Area competitors include KeeWes Equipment Co., Metro Appliances and More, TMS Laundry Equipment, Performance Laundry Equipment Inc. and Loomis Bros. Equipment Co., which primarily serves the Kansas City and St. Louis areas.
To stand out, Gideon makes himself available by cellphone to clients 24 hours a day, seven days a week.
“That’s how we try to gain our edge. If you’re dealing with us, you’re not dealing with some huge business office,” Pendergrass says.
Morris Equipment sells and leases commercial laundry equipment with smaller units ranging from $800 to $1,200 and larger models – which can hold up to 275 pounds – priced around $48,000. Typically, washers cost a little more, and common business orders include two to three washers and dryers each.
Laundry supplies, such as detergents and clothes folding tables, also are for sale, and leasing machines is an option on certain models. But well over 50 percent of revenue comes from equipment sales and service.
“Sales and service is our bread and butter,” Pendergrass says.
Gideon expects the new supplier relationships will boost revenue growth above the recent 3 percent benchmark.

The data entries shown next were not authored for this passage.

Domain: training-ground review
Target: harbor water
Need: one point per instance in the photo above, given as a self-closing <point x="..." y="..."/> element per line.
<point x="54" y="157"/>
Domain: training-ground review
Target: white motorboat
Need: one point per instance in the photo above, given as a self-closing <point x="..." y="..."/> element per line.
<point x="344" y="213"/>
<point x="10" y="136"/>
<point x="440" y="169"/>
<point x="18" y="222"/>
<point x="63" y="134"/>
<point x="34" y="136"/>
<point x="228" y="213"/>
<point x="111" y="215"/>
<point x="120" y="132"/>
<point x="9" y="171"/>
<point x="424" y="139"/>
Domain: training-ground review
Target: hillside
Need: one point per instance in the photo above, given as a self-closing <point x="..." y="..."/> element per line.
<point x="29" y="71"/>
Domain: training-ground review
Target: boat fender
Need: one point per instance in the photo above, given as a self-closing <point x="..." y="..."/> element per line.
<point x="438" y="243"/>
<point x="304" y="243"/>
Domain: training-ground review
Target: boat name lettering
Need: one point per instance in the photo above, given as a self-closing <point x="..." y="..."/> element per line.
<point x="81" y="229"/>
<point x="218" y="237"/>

John Phinney, asset and special projects manager for Springfield-based O’Reilly Hospitality, says Morris Equipment has supplied washers, dryers and related equipment for the TownePlace Suites, Hilton Garden Inn and DoubleTree Hotel in Springfield.
“At the new TownePlace at the corner of Cherokee and National, all the equipment there is from John Morris,” he says, noting laundry carts and folding tables came from the company too.